Daïk, chapitre 4 / Ran niver unnek

UNNEK – 11–

  

L’ENFANT.

— Chante-moi la série du nombre onze.

 

LE DRUIDE.

— Onze guerriers armés, venant de Vannes avec leurs épées brisées ;

Et leurs robes ensanglantées ; et des béquilles de coudrier ; de trois cents il ne reste qu'eux onze.

 

 

lettre typo celtique D

AÏK EST ALLONGÉ AU-DESSUS DU LIT

ET LÉVITE MOLLEMENT SOUS

LA COUPOLE. Du coin de l’œil,

il épie les alignements d’artefacts

posés sur plusieurs dizaines de plateaux

translucides empilés jusqu’au

firmament de verre. 

A chaque RT II-versaire, tout enfant

se voit attribuer dix artefacts

d’un monde vivant. Lui en possède 

déjà près d’une centaine, dont cette fameuse planète Terre située

dans la Voie lactée, en univers IV. Il se plaît à les observer en temps réel,

en accéléré, au ralenti, zoome parfois à la surface ou même jusqu’au

noyau afin d’en étudier la composition chimique. Par exemple,

il peut dire qu’à l’époque des deux mille cinquante trois explosions

nucléaires artificielles, la Terre possédait un noyau solide,

composé de fer à quatre-vingt pourcent et de nickel enrobé,

comme un bonbon inversé par une sorte de pâte fondante et liquide.

A l’intérieur du noyau solide, se trouve un autre noyau semblable

à une graine d’amande, lui-même entouré d’une enveloppe.

A cet instant, l’idée d’une expérience scientifique traverse l’esprit

de Daïk. Les êtres vivants sur cette planète n’ont-ils pas essayé

d’appliquer bêtement la méthode sismique dans une forme archaïque

consistant à créer des ondes de choc au travers du noyau afin

d’en détecter les déformations ? Cette technique ancestrale

permet de déterminer les caractéristiques du noyau, ce qui est

un élément central de la compréhension des civilisations. Toutes les espèces

vivantes avancées connues à ce jour sont passés par cette phase

d’appropriation de leur propre univers avant d’explorer l’espace.

L’étude du champ magnétique est d’autant plus déterminante dans

le cas de la Terre qu’il est créé par les courants électriques qui parcourent

le noyau externe en fusion, lequel circule lui-même autour du noyau

en fer. C’est ce mouvement de rotation qui crée un puissant effet

dynamo. Mais Daïk s’interroge. Il existe tant d’autres moyens de détecter

les déformations d’ondes de choc sismique au travers d’un noyau,

des méthodes a fortiori indolores pour des espèces vivant à la surface !

Ces êtres sont-ils aussi stupides que ce que semblent sous-entendre

ses parents ? On apprend aux enfants dès leur plus jeune âge

à décoder les principes élémentaires de la cosmologie. On rabâche sans cesse

qu’il est impossible de réussir dans la vie sans avoir développé

un sens aigu de l’observation astronomique et astrophysique.

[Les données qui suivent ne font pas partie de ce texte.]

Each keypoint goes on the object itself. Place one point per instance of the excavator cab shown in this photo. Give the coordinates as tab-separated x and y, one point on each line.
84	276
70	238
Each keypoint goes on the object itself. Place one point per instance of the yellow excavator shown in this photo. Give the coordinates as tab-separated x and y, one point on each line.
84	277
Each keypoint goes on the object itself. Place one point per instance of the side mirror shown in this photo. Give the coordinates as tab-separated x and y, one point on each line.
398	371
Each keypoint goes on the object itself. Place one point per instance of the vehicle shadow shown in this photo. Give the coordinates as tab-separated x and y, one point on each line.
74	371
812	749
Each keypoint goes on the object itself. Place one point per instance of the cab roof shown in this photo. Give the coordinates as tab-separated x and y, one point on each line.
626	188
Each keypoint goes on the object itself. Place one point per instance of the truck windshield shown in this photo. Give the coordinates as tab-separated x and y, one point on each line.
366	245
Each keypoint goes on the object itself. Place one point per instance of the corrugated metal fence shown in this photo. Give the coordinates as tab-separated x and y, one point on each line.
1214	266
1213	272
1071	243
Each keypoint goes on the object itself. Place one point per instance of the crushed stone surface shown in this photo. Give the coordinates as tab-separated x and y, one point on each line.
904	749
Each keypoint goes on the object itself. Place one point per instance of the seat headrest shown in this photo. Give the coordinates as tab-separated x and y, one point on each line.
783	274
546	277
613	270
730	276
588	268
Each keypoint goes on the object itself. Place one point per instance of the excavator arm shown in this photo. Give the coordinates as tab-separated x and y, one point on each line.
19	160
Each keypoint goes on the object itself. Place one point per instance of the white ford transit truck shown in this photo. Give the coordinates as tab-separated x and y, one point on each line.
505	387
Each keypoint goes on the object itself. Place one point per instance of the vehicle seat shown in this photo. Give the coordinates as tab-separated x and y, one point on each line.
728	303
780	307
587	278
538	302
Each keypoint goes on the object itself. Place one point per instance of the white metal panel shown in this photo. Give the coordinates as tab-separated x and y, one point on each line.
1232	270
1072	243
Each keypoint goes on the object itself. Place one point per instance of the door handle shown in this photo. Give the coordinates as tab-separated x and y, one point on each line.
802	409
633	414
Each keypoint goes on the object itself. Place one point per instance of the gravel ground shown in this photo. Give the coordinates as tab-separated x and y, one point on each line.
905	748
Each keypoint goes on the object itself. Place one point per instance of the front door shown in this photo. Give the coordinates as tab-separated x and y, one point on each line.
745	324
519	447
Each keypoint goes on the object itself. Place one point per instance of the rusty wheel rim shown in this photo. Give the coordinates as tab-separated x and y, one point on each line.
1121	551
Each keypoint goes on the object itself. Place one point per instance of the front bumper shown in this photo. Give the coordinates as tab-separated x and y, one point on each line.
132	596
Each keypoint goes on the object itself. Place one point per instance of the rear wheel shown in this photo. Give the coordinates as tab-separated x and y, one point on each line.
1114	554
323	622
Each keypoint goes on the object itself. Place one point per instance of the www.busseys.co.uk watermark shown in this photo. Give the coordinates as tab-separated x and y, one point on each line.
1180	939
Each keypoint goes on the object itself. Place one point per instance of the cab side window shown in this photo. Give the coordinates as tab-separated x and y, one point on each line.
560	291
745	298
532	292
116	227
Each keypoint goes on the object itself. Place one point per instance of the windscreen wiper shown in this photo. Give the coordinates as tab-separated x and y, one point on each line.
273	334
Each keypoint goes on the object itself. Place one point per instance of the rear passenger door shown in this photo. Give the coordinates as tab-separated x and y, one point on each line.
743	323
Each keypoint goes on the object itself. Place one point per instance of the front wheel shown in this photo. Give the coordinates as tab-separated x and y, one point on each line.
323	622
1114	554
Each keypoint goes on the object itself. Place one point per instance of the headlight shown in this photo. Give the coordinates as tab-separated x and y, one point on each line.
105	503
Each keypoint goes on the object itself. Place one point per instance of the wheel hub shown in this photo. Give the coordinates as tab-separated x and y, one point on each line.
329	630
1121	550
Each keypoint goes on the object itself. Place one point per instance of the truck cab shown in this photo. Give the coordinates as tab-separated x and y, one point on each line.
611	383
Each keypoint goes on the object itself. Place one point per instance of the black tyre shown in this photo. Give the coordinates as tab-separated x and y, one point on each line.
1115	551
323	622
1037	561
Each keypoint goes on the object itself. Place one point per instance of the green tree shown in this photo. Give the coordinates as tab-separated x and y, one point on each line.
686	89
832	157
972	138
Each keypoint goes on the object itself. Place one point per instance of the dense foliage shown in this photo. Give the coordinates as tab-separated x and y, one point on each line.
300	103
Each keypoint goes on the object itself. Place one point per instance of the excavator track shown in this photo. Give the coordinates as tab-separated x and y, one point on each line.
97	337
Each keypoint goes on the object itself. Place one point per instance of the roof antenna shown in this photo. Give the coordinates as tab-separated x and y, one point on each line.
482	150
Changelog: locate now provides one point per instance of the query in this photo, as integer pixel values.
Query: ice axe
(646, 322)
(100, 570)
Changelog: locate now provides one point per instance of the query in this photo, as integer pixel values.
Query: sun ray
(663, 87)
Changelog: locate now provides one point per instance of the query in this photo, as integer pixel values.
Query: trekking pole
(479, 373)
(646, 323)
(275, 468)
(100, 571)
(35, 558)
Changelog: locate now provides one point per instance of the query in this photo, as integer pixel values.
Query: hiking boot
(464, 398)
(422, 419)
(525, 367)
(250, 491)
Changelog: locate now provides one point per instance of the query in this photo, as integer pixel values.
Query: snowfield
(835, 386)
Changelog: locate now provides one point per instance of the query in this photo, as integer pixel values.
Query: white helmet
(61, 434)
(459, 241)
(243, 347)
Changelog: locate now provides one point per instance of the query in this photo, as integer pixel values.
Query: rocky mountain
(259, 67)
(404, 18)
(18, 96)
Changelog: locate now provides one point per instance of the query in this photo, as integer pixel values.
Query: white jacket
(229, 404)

Et voilà que Daïk se sent tiraillé pour la première fois de sa vie :

l’artefact de la planète Terre, rangé sur ses étagères entre ses voisines

bleues et rouges, à environ trois T.A. cinquante au-dessus

de sa tête, est sous embargo, comme s’il s’agissait d’une relique des antiques

cartomanciens.

Cette planète est reléguée au rayon des subversives sciences occultes

primitives : à l’âge proto-atomique, les peuplades y jouent

avec le feu et pratiquent sans le savoir la pire des magies noires...

Et puis, pourquoi ces tirs #2 et #3 sur des êtres humains ? Les peuples

de cet archipel situé près du vaste océan principal l’auraient-ils trouvé

ou tenté de le détruire ? D’autres peuples se seraient-ils élevés

contre et ils les auraient punis ? Mais la punition est une survivance

de tels comportements archaïques, il le sait trop bien ! Ses parents

viennent de le punir, croyant l’empêcher d’aller observer cette planète

qui reste néanmoins à sa portée (le mental d’un enfant est supposé

être assez puissant pour résister à la tentation à partir

d’une demi-douzaine de RT-II d’existence). Seigneur, il en a près de dix !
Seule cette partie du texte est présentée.